Tuesday, September 9, 2014

PHOEBE TRAQUAIR's LIFE and WORKS

PHOEBE TRAQUAIR's LIFE and WORKS

            Phoebe Anna Moss was born in Dublin County, Ireland in 1852. She attended the Royal Dublin Society art school where she met her future husband, Ramsay Heatley Traquair (1840-1912), a Scottish Professor of Zoology at the Royal College of Science for whom she did drawings of fossils. They married in 1873 in Ireland and moved in 1874 to Edinburgh, where he was made keeper of Natural History at the Museum of Science. She continued to work for her husband until his death in 1912. They had three children, Ramsay, Harry, and Hilda. Ramsay became a professor of architecture at McGill University in Montreal, Harry became an opthalmologist in Edinburgh, and Hilda emigrated to British Columbia, Canada, where she continued her mother's interest in embroidery and where her collection of her mother's drawings now forms the Traquair section of the Art Gallery of Greater Victoria in Victoria, British Columbia.
        While in Edinburgh Phoebe began to make art in many forms: manuscript illumination (Dante and Sonnets of the Portuguese), narrative embroideries (The Progress of the Soul), enamels, and mural painting. Her painting won her the widest recognition. She made two trips to Italy, in 1889 and in 1895, where she encountered many Renaissance frescoes and figurative paintings of Christian subjects with portraits and self-portraits, inspirations for some of her own work. In the same year that she begins the All Saints mural in England, 1920, she is awarded membership in the Royal Scottish Academy, the first woman to be chosen, an honor capping her distinguished career. She dies at age 84, August 4, 1936, and is buried with her husband just outside Edinburgh in Colinton Parish Church graveyard under a gravestone of her own design.
 A chronological list of her major achievements is as follows:
* If time is limited, see starred works first.

SCOTLAND
EDINBURGH
ROYAL HOSPITAL for SICK CHILDREN-1885-1886;1896-1898
She painted walls of a small ward for sick & dying children; the room was originally in a different location and moved when they built the new hospital for children. Call ahead to reserve a time to see it because a nurse has to let you in.
SONG SCHOOL of St. MARY’S CATHEDRAL – 1888-1892
           She painted murals on all four walls of saints, angels, choristers, and famous men and women in procession in the room where the choristers still practice. Go after a service to the coffee hour and ask sacristan to open the room.
 





*CATHOLIC APOSTOLIC CHURCH (Mansfield Place) -1893-1901
Amazing murals of Old and New Testament stories lining the nave walls, apse chapels, and altar and entrance walls of this building (no longer a church but a museum dedicated to Phoebe Traquair.) Call ahead because they only open on certain days. This is perhaps her greatest work, rightly called "the Sistine Chapel of Edinburgh." 

 

 












*NATIONAL GALLERY of SCOTLAND –Edinburgh- Exquisite embroidery panels she made on the subject of THE PROGRESS of the SOUL - 1893-1902

FIFE
Kellie Castle, Pittenweem, Anstruther, Fife, 1897 – Phoebe painted an oil mural on the second floor of the castle in the living-room (over the fireplace).  The subject is Spring, with beautiful women in flowing gowns moving through a flowered landscape.
 
ENGLAND
St. Peter’s Church, Clayworth, North Retford, Nottinghamshire; here she painted murals of Christian subjects, c. 1904-5, restored 1999.
 





USA 
CHICAGO
Chapel of St. Andrew, Cathedral of St. James, Chicago, 1912 - she painted an altarpiece with stories from the life of St. Andrew, still in situ but sent from Edinburgh originally. My deepest thanks to Piero Procaccini for photographing and filming this triptych:

Left wing:  St. Andrew and Christ with the lad who supplies the loaves and fishes (John 6:8)

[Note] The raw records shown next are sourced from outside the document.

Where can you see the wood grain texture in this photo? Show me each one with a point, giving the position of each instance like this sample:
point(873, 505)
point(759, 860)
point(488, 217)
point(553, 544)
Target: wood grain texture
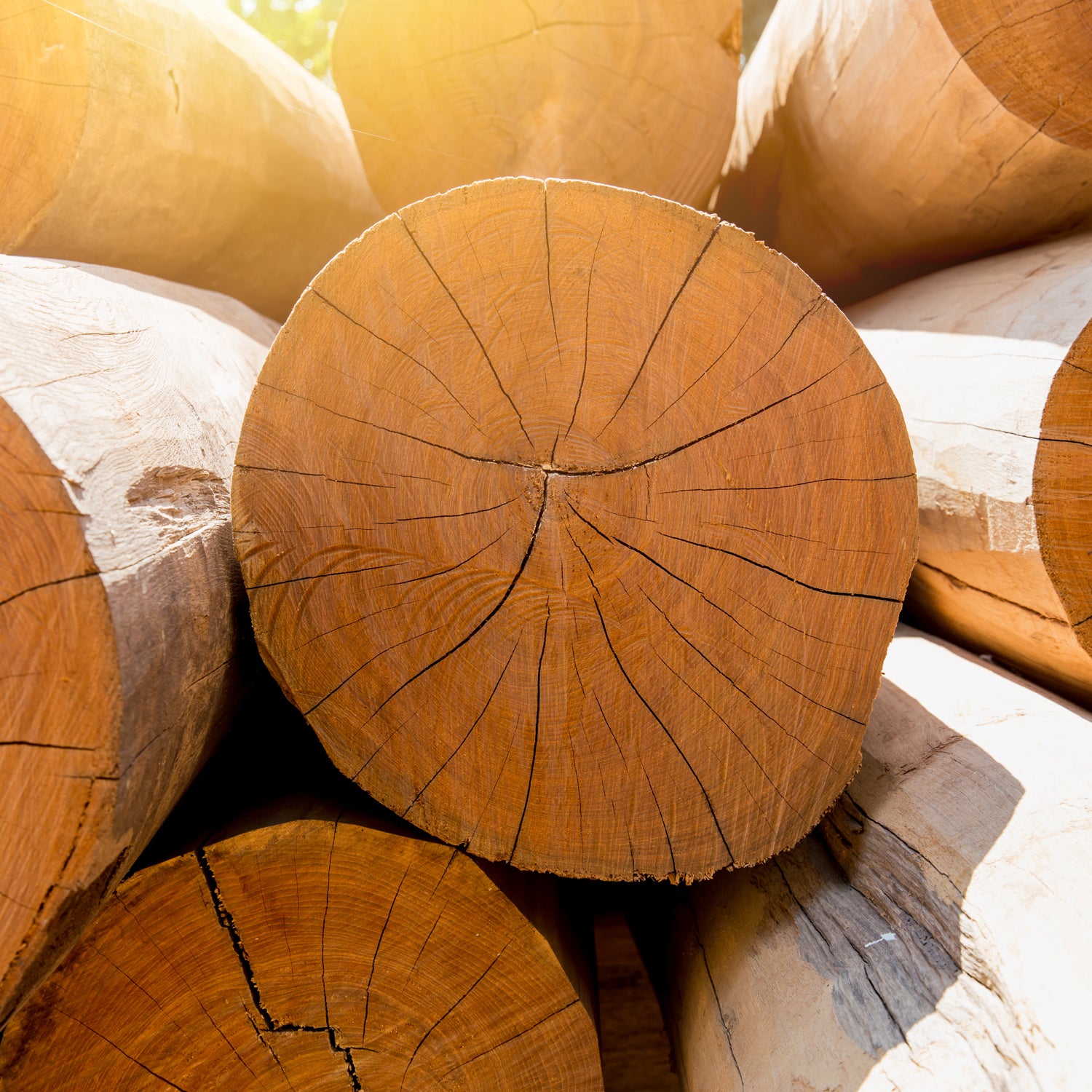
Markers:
point(933, 934)
point(314, 948)
point(875, 141)
point(170, 138)
point(992, 363)
point(120, 403)
point(446, 92)
point(577, 523)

Center: Calling of Peter and Andrew to be "fishers of men"

Right wing:  Crucifixion of St. Andrew





ENGLAND
*All Saints Church, Thorney Hill, (near New Forest), Hampshire, England (3 hour drive from London). Phoebe painted the apse wall from 1920-22 (on left as you enter the church); Call ahead to get permission to see it; otherwise church is locked. Subject: Te Deum Laudamus, saints and angels praising God in heaven with Mary and Christ in center of group of portraits of real people, including the patron of the chapel (Lord John Manners) and Phoebe herself. The whole church is a memorial to two children of the Manners family who died young and to the patroness, Lady Constance Manners, who died in the same year before the mural was begun; there is a marble inscription for the daughter, Mary Christine, who died in India at age 18; there is also a full-length bronze portrait of the son, John, who died in WWI.
The preparatory drawing in one blog entry is for a section of this mural.